Key Projects & Open-Source Tools
VLM-Powered Engineering Drawing Data Extraction
Problem: Legacy engineering drawings contained vast amounts of unstructured data that was manually extracted—a time-intensive process prone to human error. A single client projected 7,000 hours of manual effort to process their drawing backlog.
Approach: I engineered a solution utilising open-weight Vision Language Models (llama.cpp, Python) to automatically parse and extract structured data from unstructured engineering drawings. The system was trialled within the water domain, achieving 90%+ accuracy on complex drawing interpretation tasks.
Outcome: The solution identified projected savings of 7,000 hours for a single client, demonstrating the transformative potential of VLMs for legacy document processing in the engineering sector.
Standards Ontology & MCP Server for Clause Retrieval
Problem: Construction and infrastructure professionals must navigate multiple overlapping standards (ISO 19650, ISO 55000, etc.), making compliance complex and time-consuming. Understanding semantic relationships between standards requires deep domain expertise.
Approach: I developed an Information Management standards ontology harnessing local LLM embedding models to evaluate semantic similarity between ISO 19650 and other standards heavily adopted within the construction and adjacent industries. Actively constructing an MCP server to enhance clause retrieval and domain accuracy.
Outcome: The ontology provides a structured understanding of how standards interrelate, while the MCP server will enable intelligent clause retrieval—reducing compliance overhead and improving accuracy for Information Management professionals.
Geospatial Data Automation for Digital Twins
Problem: Spatial data transformation workflows for digital twin products were cumbersome and manual, requiring significant effort to structure, validate, and prepare complex geographic data for downstream consumption.
Approach: I streamlined these workflows using Python, building automated pipelines that efficiently structure, validate, and prepare complex geographic data. The solution integrates with the internal digital twin product team's existing systems.
Outcome: Dramatically reduced manual effort in spatial data preparation, enabling the digital twin team to focus on product development rather than data wrangling.
National Three Waters Asset Data Standard (3WADS) & Open-Source Toolkit
Problem: The New Zealand water sector was hampered by inconsistent data practices across different councils. This created significant friction for data sharing and increased costs ahead of major national reforms that would require data amalgamation.
Approach: I led a cross-sector working group to define the Three Waters Asset Data Standard (3WADS), establishing a common language for asset data. To make this standard easy to adopt, I developed and open-sourced a Python CLI toolkit that automates data validation, mapping, and the generation of schema connectors (XSD, SQL).
Outcome: The standard and toolkit reduced manual data setup by over 90%, providing a clear, low-cost pathway for data standardisation. This work uplifted the local industry and is improving collaboration, reducing integration costs, and building a more resilient data ecosystem for the entire sector.
Enterprise Water Asset Data Pipeline
Problem: A critical legacy asset management system had a fragile, 24+ hour data export process. This delay made timely reporting impossible and blocked the use of 3 million+ asset records for modern analytics, while other business processes still depended on the old data format.
Approach: I architected and built a production-grade ETL pipeline from the ground up. Using Python (with Polars for high-speed parallel processing) and AWS (S3, Redshift), the pipeline transforms millions of asset records and produces modern analytics-ready outputs for the data warehouse.
Outcome: The new pipeline accelerated a critical legacy data export workflow by over 95% (to just 30 minutes).
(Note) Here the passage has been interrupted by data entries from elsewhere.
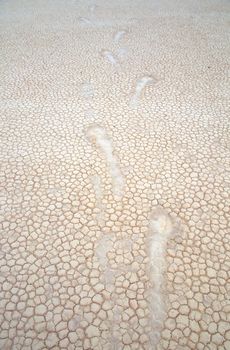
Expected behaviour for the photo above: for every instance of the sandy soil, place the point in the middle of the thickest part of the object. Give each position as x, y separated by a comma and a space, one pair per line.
115, 175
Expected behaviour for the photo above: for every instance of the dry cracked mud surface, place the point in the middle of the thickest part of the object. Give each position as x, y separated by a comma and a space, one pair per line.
115, 175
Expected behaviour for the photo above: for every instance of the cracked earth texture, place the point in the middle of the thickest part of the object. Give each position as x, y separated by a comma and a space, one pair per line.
115, 174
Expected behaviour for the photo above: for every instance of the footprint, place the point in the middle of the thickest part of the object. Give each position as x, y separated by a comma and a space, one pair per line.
97, 135
110, 57
139, 90
84, 20
161, 228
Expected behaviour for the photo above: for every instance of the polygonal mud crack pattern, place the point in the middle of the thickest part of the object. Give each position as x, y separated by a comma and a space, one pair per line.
114, 206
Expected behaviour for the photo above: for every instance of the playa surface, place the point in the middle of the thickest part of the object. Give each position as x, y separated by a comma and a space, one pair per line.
115, 175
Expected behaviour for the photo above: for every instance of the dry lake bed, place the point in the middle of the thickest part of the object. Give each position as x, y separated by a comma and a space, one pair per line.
114, 175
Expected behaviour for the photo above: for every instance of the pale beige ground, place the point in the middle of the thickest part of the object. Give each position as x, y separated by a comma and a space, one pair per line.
115, 169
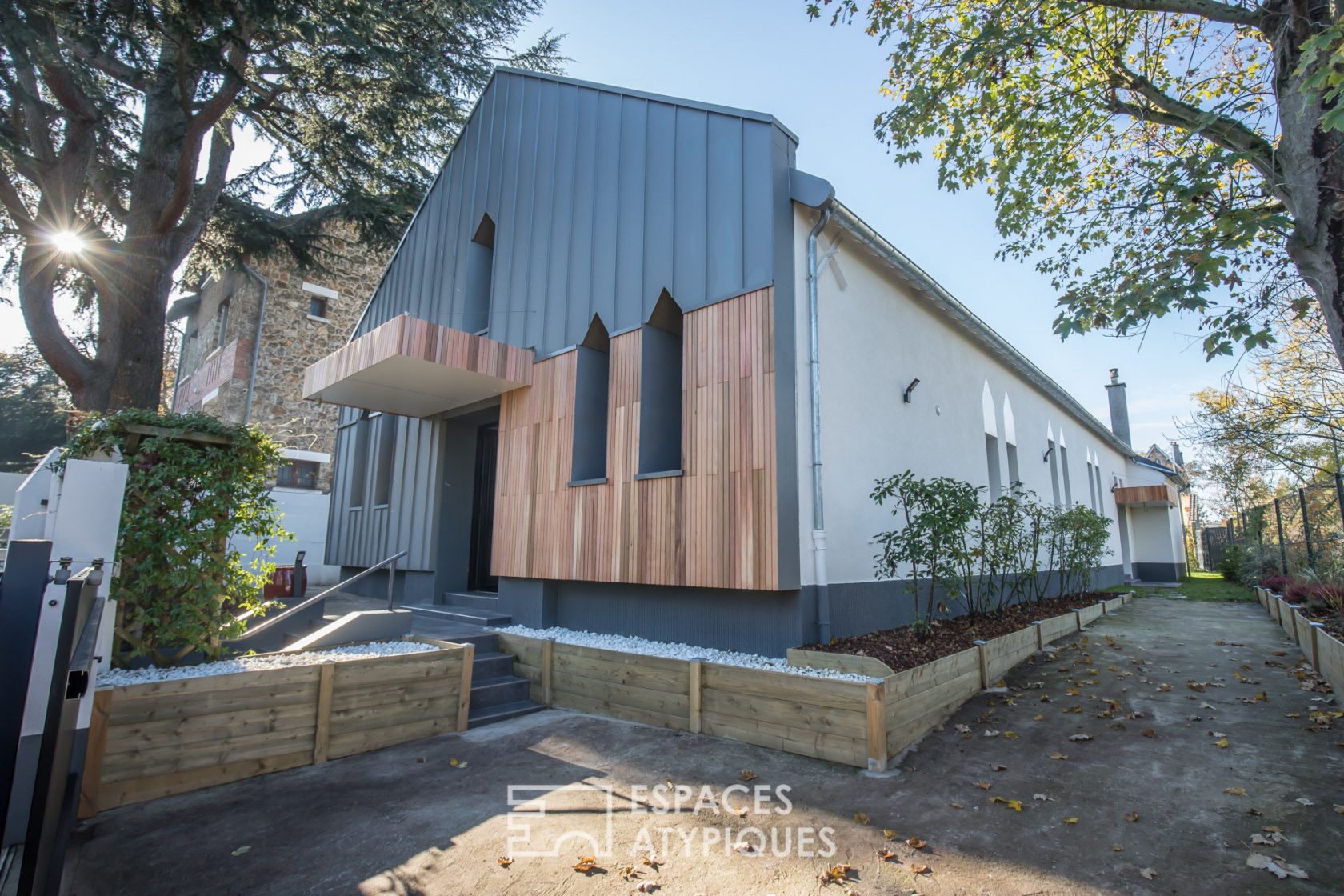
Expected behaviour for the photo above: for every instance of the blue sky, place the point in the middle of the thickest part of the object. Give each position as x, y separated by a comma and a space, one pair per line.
823, 83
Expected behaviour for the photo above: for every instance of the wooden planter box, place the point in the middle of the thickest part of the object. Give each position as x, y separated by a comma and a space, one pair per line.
167, 738
1330, 658
854, 723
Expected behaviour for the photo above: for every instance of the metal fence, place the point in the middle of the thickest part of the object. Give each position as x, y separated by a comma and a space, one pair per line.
1302, 530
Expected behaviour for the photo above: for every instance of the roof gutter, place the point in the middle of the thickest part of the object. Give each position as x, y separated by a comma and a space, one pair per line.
818, 518
261, 316
926, 285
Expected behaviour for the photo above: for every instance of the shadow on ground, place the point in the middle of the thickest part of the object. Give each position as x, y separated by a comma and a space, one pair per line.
406, 821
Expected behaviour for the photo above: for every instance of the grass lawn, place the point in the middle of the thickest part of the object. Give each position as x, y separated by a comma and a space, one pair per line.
1198, 586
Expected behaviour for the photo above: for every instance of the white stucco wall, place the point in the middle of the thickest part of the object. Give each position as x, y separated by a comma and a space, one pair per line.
306, 516
875, 338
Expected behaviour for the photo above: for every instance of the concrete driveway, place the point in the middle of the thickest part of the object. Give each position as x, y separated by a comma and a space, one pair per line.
1148, 791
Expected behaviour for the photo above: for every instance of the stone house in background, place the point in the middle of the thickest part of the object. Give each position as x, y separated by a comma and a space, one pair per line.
247, 336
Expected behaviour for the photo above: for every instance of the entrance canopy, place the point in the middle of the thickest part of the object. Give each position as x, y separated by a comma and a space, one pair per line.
417, 368
1148, 496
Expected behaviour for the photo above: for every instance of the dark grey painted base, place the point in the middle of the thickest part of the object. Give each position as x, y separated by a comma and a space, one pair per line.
1160, 571
766, 622
411, 586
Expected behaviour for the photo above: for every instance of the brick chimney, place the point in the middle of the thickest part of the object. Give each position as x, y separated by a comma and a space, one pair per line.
1118, 406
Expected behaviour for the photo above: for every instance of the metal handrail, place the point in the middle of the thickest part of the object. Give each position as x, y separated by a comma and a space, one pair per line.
273, 621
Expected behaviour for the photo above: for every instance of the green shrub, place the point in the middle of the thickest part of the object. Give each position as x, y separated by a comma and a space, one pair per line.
986, 552
193, 482
1234, 562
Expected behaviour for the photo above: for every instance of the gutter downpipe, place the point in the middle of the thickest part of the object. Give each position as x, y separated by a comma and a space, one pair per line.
261, 316
818, 522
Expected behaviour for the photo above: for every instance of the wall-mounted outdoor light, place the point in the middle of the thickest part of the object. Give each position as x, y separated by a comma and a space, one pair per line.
909, 390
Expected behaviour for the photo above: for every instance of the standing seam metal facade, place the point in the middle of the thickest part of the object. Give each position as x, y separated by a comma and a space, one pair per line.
601, 199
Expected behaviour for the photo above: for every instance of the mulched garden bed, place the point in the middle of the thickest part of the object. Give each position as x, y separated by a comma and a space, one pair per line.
902, 649
1332, 622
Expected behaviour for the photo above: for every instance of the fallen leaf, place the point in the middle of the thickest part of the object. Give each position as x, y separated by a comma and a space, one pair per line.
836, 874
1276, 866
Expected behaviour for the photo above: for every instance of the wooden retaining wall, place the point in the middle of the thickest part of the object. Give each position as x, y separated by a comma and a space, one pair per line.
855, 723
167, 738
1322, 649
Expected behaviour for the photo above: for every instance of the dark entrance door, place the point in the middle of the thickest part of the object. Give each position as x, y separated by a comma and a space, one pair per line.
482, 510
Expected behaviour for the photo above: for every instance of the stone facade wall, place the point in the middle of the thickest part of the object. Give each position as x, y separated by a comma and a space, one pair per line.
290, 340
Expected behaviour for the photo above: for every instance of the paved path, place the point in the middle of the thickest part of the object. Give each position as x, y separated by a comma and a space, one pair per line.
405, 821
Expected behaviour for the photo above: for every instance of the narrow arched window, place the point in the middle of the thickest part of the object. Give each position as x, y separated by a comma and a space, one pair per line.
592, 397
660, 390
480, 273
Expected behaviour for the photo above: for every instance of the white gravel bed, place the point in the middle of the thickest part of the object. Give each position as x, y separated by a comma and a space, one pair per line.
630, 644
118, 678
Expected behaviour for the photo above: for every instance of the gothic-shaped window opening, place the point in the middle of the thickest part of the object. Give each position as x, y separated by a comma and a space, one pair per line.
660, 390
592, 398
480, 272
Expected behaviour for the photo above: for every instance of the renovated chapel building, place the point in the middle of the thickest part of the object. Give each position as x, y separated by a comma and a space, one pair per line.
632, 371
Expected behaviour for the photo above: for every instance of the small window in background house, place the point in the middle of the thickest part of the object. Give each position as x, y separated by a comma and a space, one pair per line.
386, 448
480, 270
660, 389
359, 462
223, 324
592, 391
298, 474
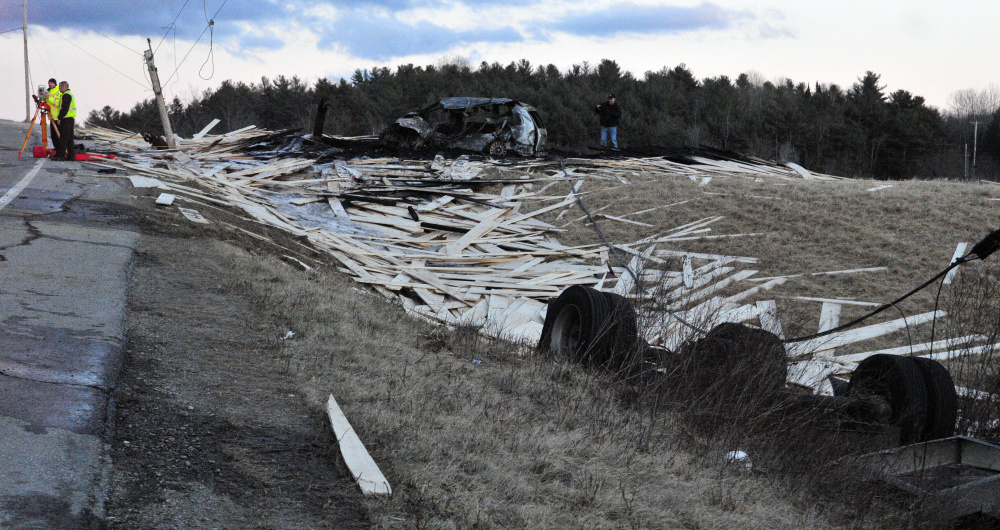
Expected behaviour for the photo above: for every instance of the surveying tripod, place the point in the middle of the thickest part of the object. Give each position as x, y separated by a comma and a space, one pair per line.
41, 109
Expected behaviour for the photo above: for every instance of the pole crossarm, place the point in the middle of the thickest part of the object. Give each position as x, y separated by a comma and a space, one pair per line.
154, 77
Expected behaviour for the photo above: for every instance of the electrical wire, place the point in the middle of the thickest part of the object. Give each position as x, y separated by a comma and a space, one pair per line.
102, 62
211, 24
211, 43
110, 39
982, 250
171, 26
882, 307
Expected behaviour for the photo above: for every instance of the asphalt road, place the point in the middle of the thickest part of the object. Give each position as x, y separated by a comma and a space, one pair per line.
63, 267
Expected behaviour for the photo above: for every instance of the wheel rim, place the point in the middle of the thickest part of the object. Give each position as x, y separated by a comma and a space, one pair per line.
498, 149
566, 333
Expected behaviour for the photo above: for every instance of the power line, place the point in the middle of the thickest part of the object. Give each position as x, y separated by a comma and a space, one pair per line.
171, 26
110, 39
210, 25
211, 43
102, 62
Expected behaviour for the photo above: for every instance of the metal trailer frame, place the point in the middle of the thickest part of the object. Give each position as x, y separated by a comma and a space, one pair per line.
959, 476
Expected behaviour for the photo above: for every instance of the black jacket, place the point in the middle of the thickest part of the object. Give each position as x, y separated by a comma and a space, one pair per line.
64, 109
610, 113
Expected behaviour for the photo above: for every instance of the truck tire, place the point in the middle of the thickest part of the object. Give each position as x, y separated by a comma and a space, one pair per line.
942, 400
901, 383
577, 325
623, 335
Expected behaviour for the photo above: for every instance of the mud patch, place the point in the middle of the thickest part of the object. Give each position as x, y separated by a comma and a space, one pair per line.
209, 431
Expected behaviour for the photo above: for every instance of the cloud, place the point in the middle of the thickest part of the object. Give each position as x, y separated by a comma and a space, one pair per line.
381, 37
261, 42
149, 18
642, 19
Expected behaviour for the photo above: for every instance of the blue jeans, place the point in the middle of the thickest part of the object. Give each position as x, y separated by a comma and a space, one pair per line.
614, 136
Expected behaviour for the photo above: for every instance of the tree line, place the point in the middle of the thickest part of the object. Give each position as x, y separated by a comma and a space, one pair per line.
856, 131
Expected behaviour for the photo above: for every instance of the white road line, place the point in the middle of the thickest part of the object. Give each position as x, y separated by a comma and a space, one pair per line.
19, 187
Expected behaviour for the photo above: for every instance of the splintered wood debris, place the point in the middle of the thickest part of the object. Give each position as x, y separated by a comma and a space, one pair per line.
427, 234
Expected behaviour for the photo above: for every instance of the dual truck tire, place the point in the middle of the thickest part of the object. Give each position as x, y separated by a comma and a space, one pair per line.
600, 329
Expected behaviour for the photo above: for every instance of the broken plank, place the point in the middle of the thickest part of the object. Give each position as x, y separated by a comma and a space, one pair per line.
363, 468
959, 252
860, 334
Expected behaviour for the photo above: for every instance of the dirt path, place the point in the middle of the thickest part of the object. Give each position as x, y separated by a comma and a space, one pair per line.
208, 430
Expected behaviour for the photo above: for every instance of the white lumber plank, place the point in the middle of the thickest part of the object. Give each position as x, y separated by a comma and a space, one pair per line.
238, 131
739, 297
824, 273
836, 301
138, 181
722, 284
490, 222
697, 255
859, 334
952, 354
201, 134
193, 215
907, 350
813, 374
959, 252
363, 468
829, 318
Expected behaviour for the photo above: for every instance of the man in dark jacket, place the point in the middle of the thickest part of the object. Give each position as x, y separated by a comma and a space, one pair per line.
610, 114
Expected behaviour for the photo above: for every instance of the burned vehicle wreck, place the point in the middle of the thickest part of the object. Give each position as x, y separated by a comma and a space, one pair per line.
493, 126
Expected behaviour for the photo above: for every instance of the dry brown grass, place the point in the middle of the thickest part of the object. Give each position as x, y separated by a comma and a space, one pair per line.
521, 441
911, 228
511, 442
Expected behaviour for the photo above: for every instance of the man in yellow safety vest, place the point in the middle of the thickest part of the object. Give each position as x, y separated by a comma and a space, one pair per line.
52, 98
66, 121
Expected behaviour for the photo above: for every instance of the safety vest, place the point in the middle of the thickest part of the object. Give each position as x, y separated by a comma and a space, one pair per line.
54, 99
72, 104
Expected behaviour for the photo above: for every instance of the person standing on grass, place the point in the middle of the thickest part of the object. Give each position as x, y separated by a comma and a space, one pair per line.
53, 96
610, 114
66, 121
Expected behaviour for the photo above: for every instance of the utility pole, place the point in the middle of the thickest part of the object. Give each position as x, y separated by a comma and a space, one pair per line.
27, 77
155, 78
975, 141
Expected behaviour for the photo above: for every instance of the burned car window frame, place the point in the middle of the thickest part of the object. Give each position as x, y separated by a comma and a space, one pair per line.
493, 126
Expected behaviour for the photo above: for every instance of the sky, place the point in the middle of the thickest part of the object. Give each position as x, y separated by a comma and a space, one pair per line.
930, 48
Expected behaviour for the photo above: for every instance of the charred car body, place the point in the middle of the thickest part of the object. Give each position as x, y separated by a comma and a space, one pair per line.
494, 126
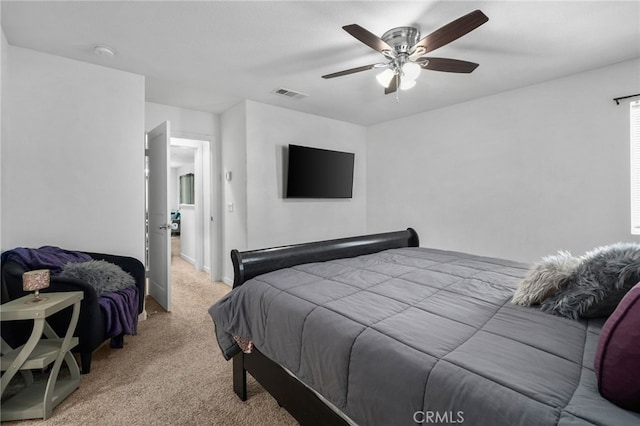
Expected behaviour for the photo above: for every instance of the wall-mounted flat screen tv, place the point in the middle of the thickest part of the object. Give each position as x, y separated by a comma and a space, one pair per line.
319, 173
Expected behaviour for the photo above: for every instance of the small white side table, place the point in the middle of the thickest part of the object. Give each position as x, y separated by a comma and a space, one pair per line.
37, 400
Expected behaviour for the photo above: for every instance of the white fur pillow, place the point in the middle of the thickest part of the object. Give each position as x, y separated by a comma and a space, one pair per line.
545, 278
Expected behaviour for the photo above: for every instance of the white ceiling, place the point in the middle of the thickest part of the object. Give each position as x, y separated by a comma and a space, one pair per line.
210, 55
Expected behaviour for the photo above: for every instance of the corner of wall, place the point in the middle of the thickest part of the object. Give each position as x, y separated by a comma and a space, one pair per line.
4, 49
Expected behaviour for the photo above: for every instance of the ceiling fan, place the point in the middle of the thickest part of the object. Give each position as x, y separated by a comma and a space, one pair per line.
403, 50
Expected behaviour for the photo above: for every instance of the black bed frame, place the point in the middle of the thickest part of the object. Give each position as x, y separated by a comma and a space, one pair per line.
302, 403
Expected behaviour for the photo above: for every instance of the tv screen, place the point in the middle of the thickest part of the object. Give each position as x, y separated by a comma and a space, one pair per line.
319, 173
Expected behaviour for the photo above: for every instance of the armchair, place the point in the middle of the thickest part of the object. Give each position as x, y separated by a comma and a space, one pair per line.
92, 328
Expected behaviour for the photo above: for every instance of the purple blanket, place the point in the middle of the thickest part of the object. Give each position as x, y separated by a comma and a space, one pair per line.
45, 257
120, 310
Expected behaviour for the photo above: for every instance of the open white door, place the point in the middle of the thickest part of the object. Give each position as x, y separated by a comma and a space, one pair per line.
159, 216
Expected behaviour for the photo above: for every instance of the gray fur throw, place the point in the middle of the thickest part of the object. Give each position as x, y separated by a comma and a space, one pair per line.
600, 281
102, 275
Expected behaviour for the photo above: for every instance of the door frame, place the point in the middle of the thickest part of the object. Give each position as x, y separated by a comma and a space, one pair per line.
206, 152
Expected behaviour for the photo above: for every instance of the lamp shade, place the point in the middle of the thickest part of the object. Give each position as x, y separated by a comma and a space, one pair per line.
35, 280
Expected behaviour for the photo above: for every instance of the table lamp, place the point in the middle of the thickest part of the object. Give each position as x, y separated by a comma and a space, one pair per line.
36, 281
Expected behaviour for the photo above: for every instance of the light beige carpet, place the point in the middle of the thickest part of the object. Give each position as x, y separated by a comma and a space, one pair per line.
170, 373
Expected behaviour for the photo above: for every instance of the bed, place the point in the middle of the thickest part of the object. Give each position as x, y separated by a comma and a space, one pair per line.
375, 330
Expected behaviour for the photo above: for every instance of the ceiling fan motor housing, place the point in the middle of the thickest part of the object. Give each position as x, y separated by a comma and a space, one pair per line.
402, 39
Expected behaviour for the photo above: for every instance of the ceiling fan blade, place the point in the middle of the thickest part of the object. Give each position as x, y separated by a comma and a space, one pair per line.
452, 31
366, 37
448, 65
350, 71
393, 86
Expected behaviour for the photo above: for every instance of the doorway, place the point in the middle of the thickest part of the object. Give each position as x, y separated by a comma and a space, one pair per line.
198, 236
189, 201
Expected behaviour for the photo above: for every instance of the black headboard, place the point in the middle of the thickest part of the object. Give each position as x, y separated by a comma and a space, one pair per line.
249, 264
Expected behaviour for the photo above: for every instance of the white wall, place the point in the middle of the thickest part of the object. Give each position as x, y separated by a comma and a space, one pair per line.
187, 233
253, 138
198, 125
273, 220
234, 192
518, 175
72, 155
4, 48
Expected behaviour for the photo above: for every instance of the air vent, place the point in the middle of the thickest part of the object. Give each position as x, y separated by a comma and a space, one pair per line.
290, 94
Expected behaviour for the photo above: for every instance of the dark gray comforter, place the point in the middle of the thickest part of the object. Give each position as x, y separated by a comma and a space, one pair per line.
421, 335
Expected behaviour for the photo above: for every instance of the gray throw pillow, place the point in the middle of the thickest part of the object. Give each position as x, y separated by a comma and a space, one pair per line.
545, 278
102, 275
601, 280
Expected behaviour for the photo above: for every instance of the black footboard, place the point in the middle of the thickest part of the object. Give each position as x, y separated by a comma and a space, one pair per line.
249, 264
301, 402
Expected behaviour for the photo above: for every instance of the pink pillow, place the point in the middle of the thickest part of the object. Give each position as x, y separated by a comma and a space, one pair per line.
617, 360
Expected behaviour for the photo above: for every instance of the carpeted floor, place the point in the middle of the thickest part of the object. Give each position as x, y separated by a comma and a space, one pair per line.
170, 373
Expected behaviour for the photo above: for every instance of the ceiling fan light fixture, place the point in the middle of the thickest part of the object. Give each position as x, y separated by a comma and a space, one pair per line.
385, 77
407, 84
410, 71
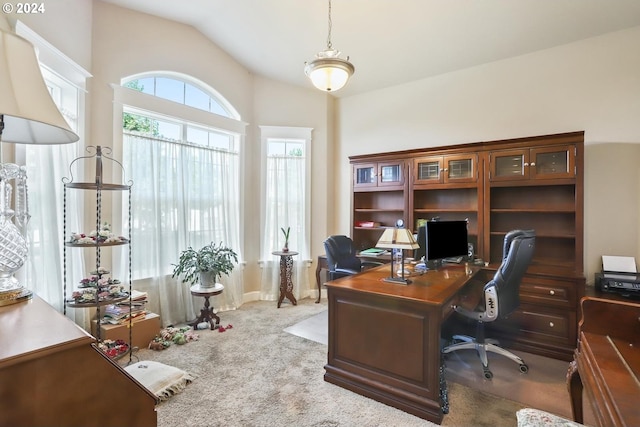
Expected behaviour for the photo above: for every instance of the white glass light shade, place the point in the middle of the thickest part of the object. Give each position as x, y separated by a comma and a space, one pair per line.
30, 115
329, 74
397, 238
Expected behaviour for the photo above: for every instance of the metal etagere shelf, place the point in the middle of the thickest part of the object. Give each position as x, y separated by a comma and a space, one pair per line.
97, 242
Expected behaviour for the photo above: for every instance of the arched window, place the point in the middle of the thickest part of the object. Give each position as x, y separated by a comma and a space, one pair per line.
183, 157
182, 90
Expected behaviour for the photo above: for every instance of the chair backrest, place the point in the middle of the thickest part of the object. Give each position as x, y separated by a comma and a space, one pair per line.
341, 253
517, 253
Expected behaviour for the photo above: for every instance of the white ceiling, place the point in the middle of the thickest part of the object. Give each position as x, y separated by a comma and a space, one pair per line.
389, 41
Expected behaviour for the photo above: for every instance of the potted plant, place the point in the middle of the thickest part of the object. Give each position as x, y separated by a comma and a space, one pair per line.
286, 232
206, 265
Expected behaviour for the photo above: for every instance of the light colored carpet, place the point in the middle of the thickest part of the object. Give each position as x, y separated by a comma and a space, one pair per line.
543, 387
255, 374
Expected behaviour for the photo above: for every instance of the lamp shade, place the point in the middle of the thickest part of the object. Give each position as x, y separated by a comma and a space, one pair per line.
397, 238
329, 73
30, 115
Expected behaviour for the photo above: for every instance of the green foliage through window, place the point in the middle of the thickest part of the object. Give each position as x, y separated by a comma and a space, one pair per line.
132, 122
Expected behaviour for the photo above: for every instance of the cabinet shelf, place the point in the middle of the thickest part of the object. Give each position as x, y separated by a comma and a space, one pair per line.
373, 210
532, 210
93, 245
540, 235
102, 303
94, 186
444, 210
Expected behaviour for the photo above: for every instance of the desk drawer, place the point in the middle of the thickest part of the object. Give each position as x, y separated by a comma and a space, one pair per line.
548, 292
531, 323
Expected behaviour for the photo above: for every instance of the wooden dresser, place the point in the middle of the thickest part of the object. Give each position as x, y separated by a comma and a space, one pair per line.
51, 373
607, 362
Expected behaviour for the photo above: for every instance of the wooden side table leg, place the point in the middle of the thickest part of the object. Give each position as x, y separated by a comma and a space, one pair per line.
318, 269
286, 280
574, 386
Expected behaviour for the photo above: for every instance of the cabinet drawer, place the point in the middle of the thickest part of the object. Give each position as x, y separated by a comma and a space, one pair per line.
548, 292
531, 324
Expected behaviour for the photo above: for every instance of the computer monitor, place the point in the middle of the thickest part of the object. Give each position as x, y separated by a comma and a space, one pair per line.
442, 239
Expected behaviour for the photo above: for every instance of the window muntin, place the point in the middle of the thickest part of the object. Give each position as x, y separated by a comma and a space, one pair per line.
178, 91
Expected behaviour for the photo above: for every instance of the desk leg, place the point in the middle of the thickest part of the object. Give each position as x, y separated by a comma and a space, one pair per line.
444, 391
318, 269
574, 385
286, 280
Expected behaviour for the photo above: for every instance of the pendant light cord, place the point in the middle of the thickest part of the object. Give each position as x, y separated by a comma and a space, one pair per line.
329, 36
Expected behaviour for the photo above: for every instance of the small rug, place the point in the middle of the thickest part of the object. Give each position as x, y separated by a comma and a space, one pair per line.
314, 328
162, 380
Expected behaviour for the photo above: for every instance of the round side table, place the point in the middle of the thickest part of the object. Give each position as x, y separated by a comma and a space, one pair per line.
206, 313
286, 271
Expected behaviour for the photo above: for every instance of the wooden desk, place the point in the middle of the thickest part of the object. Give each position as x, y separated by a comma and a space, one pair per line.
323, 265
384, 338
607, 362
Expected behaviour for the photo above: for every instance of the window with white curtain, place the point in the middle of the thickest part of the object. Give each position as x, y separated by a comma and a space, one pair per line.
46, 166
185, 190
285, 205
This unlocked near-real-time operational analytics for the first time and provided a stable, modern data platform for the future.
Nationally Renowned Digital Engineering Programme
Problem: A £609M national transport project needed a robust framework to manage the quality and consistency of digital information from dozens of suppliers. Without it, the project risked receiving poor quality data that would create significant issues during operations and maintenance.
Approach: As a key member of the Digital Engineering team, I co-authored the project's strategic information management framework based on ISO 19650. I was responsible for embedding these requirements into contracts, governing the Common Data Environment (CDE), and developing scripts to audit supplier data submissions for compliance.
Outcome: The framework established a clear "single source of truth" for project information, ensuring data integrity from the supply chain. This proactive assurance work significantly reduced data integration risks and will maximize the long-term value of the project's digital assets.
Published Water-Sector Asset Information Requirements
Problem: Capital projects were often delivered without clear requirements for the final asset data handover. This resulted in inconsistent, poor-quality data that required costly remediation before it could be used by operational and asset management teams.
Approach: I authored and published the organisation's official Asset Information Requirements (AIR) in accordance with the ISO 19650 standard. This document clearly defines the data formats, structures, and quality standards for all new assets delivered through the capital programme.
Outcome: The published AIR is now a contractual requirement for all new projects. It ensures high-quality, structured data is captured from project inception, significantly reducing future data cleaning efforts and providing reliable data for better decision-making across the asset lifecycle.